In the ranking table on the website of world football governing body FIFA on Thursday, Nigeria have garnered 1,493 points, same as they had in the November ranking.
The ranking still helped the team retained the third spot on the continent, behind Senegal and Tunisia.
On the global scene, Belgium are the FIFA/Coca-Cola World Ranking’s Team of the Year for the second successive time after a record-breaking year on the global ladder.
The Red Devils have held on to top spot in a December table barely impacted by just 19 friendlies towards the end of the year.
It was a year in which 1,082 international “A” matches have been played, and that is an all-time high since the ranking’s inception in 1993.
World champions France remain in second place ahead of Brazil in third, the positions they held in December 2018.
However, the make-up of the year-end top five has changed.

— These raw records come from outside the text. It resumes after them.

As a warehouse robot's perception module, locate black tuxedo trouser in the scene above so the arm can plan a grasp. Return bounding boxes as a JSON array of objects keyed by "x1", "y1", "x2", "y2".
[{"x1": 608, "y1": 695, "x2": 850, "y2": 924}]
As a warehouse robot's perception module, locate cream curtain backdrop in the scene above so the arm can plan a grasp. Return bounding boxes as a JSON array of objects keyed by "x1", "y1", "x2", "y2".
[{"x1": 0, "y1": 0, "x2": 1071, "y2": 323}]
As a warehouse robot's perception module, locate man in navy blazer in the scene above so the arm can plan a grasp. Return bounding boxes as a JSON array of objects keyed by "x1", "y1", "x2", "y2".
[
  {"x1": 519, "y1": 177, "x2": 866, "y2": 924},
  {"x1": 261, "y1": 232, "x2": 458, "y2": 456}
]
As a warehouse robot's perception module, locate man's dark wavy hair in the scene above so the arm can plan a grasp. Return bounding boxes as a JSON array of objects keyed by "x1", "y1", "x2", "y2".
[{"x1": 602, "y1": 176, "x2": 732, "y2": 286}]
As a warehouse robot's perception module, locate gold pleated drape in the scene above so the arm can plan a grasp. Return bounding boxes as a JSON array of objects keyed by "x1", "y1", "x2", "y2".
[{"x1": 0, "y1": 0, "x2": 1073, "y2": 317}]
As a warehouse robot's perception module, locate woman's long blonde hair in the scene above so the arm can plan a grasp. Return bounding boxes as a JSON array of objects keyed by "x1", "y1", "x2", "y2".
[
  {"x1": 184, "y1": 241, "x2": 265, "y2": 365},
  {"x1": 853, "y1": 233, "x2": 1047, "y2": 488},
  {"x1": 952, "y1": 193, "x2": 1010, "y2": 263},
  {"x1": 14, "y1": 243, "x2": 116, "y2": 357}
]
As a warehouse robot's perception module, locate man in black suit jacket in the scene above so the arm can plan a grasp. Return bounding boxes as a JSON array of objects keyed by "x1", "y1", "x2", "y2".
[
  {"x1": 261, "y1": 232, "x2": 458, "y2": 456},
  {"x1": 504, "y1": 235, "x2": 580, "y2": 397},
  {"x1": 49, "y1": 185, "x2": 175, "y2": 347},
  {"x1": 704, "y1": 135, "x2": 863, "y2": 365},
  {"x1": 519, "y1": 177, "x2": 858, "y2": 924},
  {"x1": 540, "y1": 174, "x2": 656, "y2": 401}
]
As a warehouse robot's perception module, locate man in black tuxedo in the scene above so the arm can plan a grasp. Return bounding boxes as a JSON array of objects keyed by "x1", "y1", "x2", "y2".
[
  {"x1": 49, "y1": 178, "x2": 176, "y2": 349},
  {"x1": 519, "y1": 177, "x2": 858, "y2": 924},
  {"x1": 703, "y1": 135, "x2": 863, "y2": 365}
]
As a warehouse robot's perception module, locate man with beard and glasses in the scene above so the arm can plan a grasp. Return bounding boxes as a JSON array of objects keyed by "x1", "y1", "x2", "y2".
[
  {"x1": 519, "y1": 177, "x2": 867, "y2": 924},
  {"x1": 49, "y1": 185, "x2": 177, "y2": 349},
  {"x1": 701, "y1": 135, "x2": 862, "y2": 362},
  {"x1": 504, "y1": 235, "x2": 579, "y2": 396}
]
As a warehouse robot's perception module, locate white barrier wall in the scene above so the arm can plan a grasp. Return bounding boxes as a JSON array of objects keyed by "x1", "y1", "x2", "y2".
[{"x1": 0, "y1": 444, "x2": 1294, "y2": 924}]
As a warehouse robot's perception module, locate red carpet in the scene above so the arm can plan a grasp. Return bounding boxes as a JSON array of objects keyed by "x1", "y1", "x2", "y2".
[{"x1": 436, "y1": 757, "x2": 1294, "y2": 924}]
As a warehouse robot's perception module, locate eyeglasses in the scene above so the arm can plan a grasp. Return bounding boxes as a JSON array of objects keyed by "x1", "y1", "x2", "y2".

England have climbed one place in 2019 to end the year in fourth, with Uruguay moving up to fifth on the back of a two-spot rise.
Argentina (9th) and Colombia (10th) are also in the top 10 at the expense of Switzerland (12th) and Denmark (16th).
Both have slipped four and six places respectively over the course of the year.
The ranking’s Mover of the Year, meanwhile, are Qatar who gained an impressive 138 points over the course of the year.
The FIFA World Cup 2022 hosts won the AFC Asian Cup and made a strong start to the Asian Zone World Cup qualifiers.
Besides accumulating the biggest points haul, Qatar have also jumped a year-high 38 places, followed closely by fellow climbers Algeria (up 32 ranks) and Japan (up 22 ranks).
Given the teams who have made the most progress in 2019, it is no surprise to find that the regional composition of the top 50 has changed over the year.
Along with this is the fact that Europe’s dominance has diminished.
UEFA has lost three places in the top 50 compared to the end of 2018, and now has 28 teams.
Whereas, Concacaf (4), the AFC (4) and CAF (4) have all gained one spot apiece.
But in spite of all the changes witnessed over 2019, the year has ended on a quiet note.
It has witnessed only the most modest of movements due to the scarcity of fixtures since the ranking’s November edition.
Nonetheless, eight teams have all edged a single rung up the ladder, and will hope to continue that progress in 2020.
These are Bahrain (99th), Bolivia (75th), Korea Republic (40th), Lesotho (139th), the Solomon Islands (141st), South Africa (71st), St Kitts and Nevis (139th) and Suriname (141st).